Interplay between periodicity and nonlinearity of indirect excitons in coupled quantum wells

TL;DR

This paper explores how the combination of periodic potentials and nonlinear interactions influences the localization-delocalization transition of indirect excitons in coupled quantum wells, providing a theoretical explanation aligned with recent experiments.

Contribution

It introduces a model incorporating both two-body attraction and three-body repulsion to explain exciton behavior in lattice potentials, advancing understanding of exciton dynamics.

Findings

Model explains localization-delocalization transition of excitons.

Photoluminescent energy increases with exciton density.

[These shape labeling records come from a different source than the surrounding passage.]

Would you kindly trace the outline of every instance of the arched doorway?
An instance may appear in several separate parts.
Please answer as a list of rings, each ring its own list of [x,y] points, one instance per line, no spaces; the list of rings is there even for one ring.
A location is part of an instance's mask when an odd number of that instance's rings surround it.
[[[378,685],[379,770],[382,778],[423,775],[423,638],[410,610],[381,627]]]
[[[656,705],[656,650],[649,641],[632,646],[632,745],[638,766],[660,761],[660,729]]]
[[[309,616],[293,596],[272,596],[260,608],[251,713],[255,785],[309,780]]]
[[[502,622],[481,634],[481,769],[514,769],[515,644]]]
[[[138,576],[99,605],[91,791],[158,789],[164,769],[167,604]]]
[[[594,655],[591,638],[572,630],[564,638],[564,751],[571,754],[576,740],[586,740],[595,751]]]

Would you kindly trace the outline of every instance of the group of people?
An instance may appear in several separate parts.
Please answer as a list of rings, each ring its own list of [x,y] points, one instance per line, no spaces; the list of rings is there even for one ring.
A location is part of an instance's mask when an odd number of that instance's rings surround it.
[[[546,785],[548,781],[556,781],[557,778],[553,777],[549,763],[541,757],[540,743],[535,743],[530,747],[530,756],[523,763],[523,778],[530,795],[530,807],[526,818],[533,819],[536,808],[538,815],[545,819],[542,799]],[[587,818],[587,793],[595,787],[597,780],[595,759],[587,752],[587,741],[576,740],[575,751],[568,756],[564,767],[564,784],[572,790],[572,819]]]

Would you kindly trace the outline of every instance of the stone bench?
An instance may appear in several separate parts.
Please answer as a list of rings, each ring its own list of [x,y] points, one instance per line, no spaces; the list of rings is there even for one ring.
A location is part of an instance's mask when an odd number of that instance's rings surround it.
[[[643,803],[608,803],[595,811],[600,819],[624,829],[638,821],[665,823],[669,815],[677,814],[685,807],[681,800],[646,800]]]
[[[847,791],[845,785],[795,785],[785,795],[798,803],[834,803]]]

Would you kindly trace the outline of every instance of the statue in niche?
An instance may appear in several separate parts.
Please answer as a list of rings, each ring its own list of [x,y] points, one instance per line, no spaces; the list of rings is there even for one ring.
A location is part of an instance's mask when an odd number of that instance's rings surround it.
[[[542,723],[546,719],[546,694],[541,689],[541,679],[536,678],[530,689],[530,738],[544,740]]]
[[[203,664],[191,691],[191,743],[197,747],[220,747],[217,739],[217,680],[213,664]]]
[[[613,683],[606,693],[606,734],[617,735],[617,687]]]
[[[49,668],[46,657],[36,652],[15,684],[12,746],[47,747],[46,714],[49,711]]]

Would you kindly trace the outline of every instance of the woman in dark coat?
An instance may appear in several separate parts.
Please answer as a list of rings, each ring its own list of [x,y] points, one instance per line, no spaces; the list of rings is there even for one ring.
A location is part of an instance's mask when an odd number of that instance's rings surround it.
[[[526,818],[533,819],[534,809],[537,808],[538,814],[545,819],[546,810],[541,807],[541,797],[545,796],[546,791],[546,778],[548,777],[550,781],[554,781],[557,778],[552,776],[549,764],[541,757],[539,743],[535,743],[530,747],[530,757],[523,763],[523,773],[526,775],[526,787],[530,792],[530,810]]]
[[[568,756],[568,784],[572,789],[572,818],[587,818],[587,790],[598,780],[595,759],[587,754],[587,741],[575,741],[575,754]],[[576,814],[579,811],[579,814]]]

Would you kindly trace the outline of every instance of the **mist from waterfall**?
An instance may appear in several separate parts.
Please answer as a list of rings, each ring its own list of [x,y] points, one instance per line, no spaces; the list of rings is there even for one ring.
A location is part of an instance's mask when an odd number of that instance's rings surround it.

Interaction energy approaches lattice amplitude at transition.

Abstract

Inspired by a recent experiment of localization-delocalization transition (LDT) of indirect excitons in lateral electrostatic lattices [M. Remeika \textit{et al.}, Phys. Rev. Lett. \textbf{102}, 186803 (2009)], we investigate the interplay between periodic potential and nonlinear interactions of indirect excitons in coupled quantum wells. It is shown that the model involving both attractive two-body and repulsive three-body interactions can lead to a natural account for the LDT of excitons across the lattice when reducing lattice amplitude or increasing particle density. In addition, the observations that the smooth component of the photoluminescent energy increases with increasing exciton density and exciton interaction energy is close to the lattice amplitude at the transition are also qualitatively explained. Our model provides an alternative way for understanding the underlying physics of the exciton dynamics in lattice potential wells.